というわけで準備を終えた一同は飛空艇に乗って、雷の聖域があるという<<雷雨の森>>とやらにやって来ていた。そこは少しだけ紫色掛かった地面の、常に雷が降りしきる地であった。
そうして<<雷雨の森>>へとたどり着いた一同であったが、雨が降った事により少しの待機を挟んだ後、<<雷雨の森>>の中へと足を進めていた。
「はぁ……」
ごろごろごろ、と雷鳴が鳴り響く度に、カイトは<<雷鳴剣>>を掲げて雷を吸収する。
「相変わらず雷が激しいな、ここらは」
「いや、激しいじゃねぇよ! 一人涼しい顔してんじゃねぇ!」
「「「え?」」」
降り注いだ雷を<<雷鳴剣>>吸収してらくらくと終わらせるカイト――とそれに引っ付いたソレイユとユリィ――は、ソラの怒声に首を傾げる。と、そんな怒声に反応したかのように、巨大な雷が周囲に降り注いだ。
「うぉあぁあ!」
「ほら、頑張んないと雷撃で死ぬぞ」
「死ぬ! 死ぬ! マジで死ぬから!」
真横に降り注いで周囲に飛び散る稲妻に、ソラが大慌てで土を固めてそれを封殺する。
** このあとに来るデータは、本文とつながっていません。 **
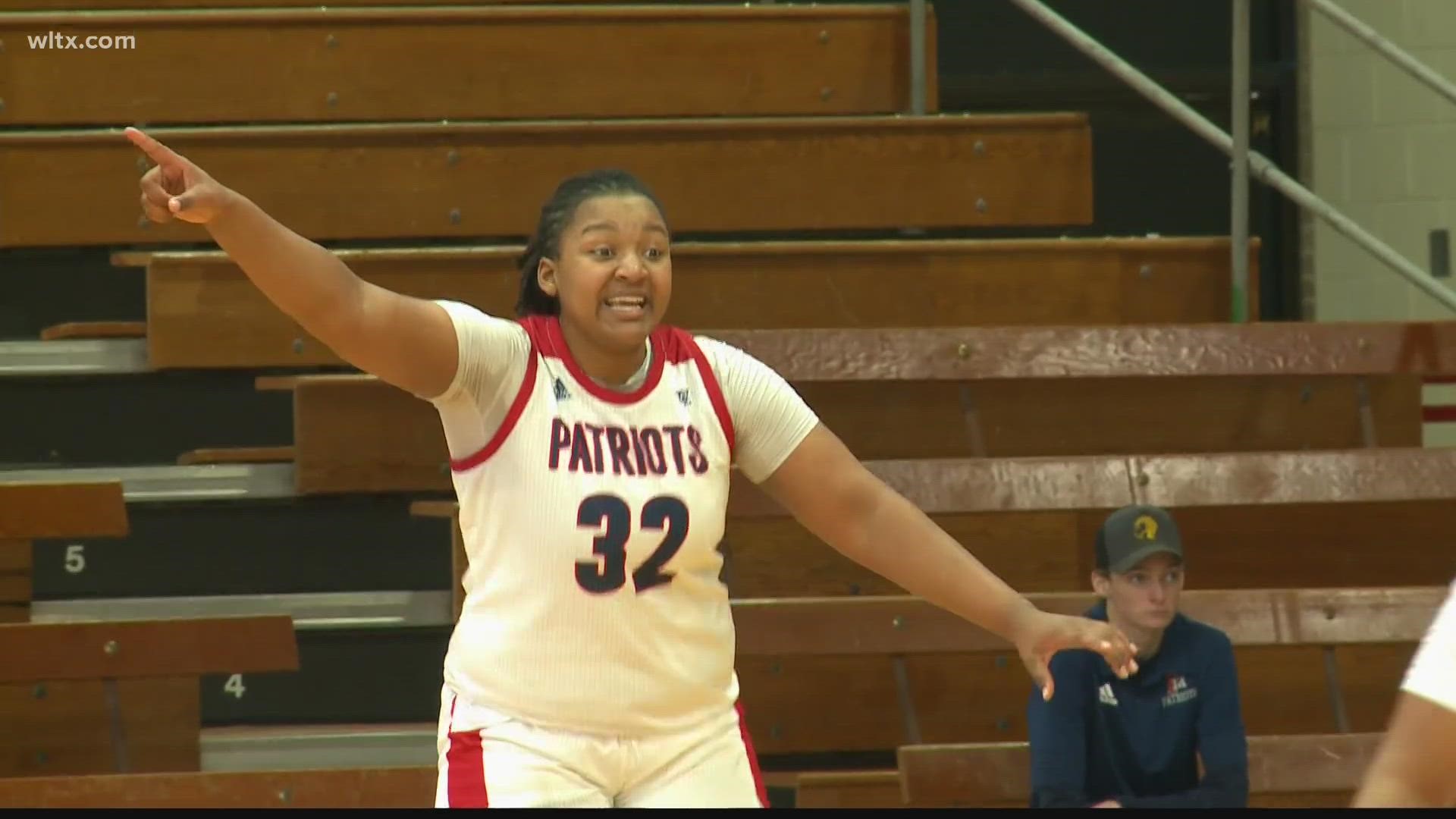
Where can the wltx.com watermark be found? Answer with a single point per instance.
(61, 41)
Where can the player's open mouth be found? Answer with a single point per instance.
(626, 306)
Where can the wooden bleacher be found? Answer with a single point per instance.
(444, 180)
(1285, 771)
(30, 512)
(473, 61)
(884, 629)
(1027, 385)
(204, 314)
(982, 391)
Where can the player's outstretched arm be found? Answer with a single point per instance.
(405, 341)
(836, 497)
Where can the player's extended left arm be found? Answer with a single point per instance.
(832, 494)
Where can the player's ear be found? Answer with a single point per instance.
(546, 276)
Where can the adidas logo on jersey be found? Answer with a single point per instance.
(1106, 695)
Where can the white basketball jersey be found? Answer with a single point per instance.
(592, 522)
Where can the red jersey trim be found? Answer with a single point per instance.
(523, 395)
(715, 392)
(546, 333)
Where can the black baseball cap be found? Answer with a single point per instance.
(1134, 532)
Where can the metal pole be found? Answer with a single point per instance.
(1239, 197)
(1389, 50)
(918, 93)
(1261, 168)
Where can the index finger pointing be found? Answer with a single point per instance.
(152, 148)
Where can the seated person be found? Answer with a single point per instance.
(1136, 742)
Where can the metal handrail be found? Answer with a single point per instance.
(1258, 165)
(1386, 49)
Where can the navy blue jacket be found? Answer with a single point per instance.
(1139, 739)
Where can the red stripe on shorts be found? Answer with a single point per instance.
(753, 758)
(465, 770)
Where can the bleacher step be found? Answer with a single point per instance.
(74, 357)
(309, 611)
(171, 484)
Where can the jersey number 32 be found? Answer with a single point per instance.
(609, 573)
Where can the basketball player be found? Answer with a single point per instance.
(1416, 765)
(593, 662)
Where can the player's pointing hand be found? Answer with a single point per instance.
(175, 187)
(1050, 632)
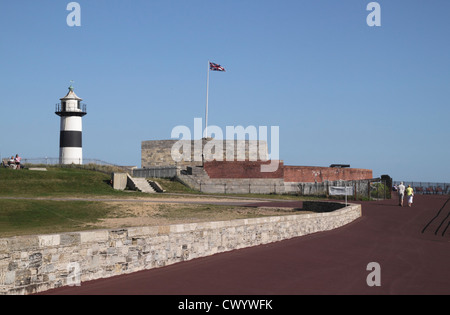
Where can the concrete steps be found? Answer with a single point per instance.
(140, 184)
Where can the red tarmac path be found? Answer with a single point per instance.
(412, 246)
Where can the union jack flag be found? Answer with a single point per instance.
(216, 67)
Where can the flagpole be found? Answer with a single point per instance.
(207, 97)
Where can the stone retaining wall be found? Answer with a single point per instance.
(37, 263)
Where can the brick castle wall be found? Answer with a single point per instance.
(244, 169)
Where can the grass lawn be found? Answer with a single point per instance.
(54, 182)
(31, 216)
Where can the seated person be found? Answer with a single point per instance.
(17, 161)
(12, 162)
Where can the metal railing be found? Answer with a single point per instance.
(427, 188)
(60, 108)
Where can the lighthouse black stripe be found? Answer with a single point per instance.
(70, 139)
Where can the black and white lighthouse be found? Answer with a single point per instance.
(71, 111)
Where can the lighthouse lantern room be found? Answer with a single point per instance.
(71, 111)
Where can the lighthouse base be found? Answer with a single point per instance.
(71, 156)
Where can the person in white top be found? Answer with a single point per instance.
(401, 193)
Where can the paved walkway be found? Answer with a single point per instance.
(411, 245)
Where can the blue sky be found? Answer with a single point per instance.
(339, 90)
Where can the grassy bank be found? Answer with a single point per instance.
(54, 182)
(40, 216)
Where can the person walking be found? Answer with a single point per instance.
(17, 161)
(410, 194)
(401, 194)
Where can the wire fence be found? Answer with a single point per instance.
(426, 188)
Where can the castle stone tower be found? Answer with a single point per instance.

とはいえ、流石に<<雷雨の森>>と言われるだけの事はあるのだろう。ほとんど間を置かず、雷が降り注いでいた。
「それ、全部吸収してくれるわけじゃねぇのかよ!」
『そりゃ、私が完璧ならこの全域を吸収してのけるけど。今じゃ無理』
「だそうだ……ま、ここは試練へ挑戦するための挑戦権を手に入れるため、って所だ。頑張れ」
どうやら<<雷鳴剣>>は本来の力を大きく損失してしまっているため、雷の吸収能力もかなり落ちてしまっているようだ。というわけで無理は無理という様子の彼であったが、そもそもの話として、である。彼に<<雷鳴剣>>が必要かと言われればそんなわけがなかった。
「というか、オレも契約者みたいなもん……いや、契約者でもあるけどさ」
「そーだった! お前完全にノーダメだよ!」
カイトの指には祝福の指輪があり、雷のみならず大半の属性を無力化し吸収してしまう。なのでカイトに<<雷鳴剣>>があろうとなかろうと、特に関係はなかった。というわけでカイトの返答に思わず怒声を発する彼に、瞬がおずおずと謝罪する。
「す、すまん。ソラ。なんだか巻き込んでしまったようで……」
「あ、いえ……それで言えば俺も先輩には自分の試練で助けてもらいましたし……俺が手伝うのは当然って言いますか……」
この状況には怒りもしたいが、同時に瞬に対しては恩義を感じている。というわけでこの状況でも彼に謝罪されてはなんとも言えなかったようだ。
「あはは……ま、お前にとってもこういう状況は滅多に遭うものじゃない。頑張ってくれ」
「うがぁ……」
実際どうにか出来るかと言われれば、頑張って土で防ぐしかない。その他もアイナディスは契約者の力で無力化出来るし、イミナはどうやら<<雷鳴の谷>>には行き慣れているようだ。
セレスティアの守護を含め、単身でなんとかしていた。というわけでなんとかしないとならないし、滅多にない状況である事もまた間違いではない。
「あはは……ま、頑張って奥まで進むしかない。それに……ほら、また来たぞ」
「っ、上、違う!」
カイトの言葉にソラが身を固める。そうして身を固めた直後、巨大な雷撃が一同へと襲いかかる。しかも、足元からだ。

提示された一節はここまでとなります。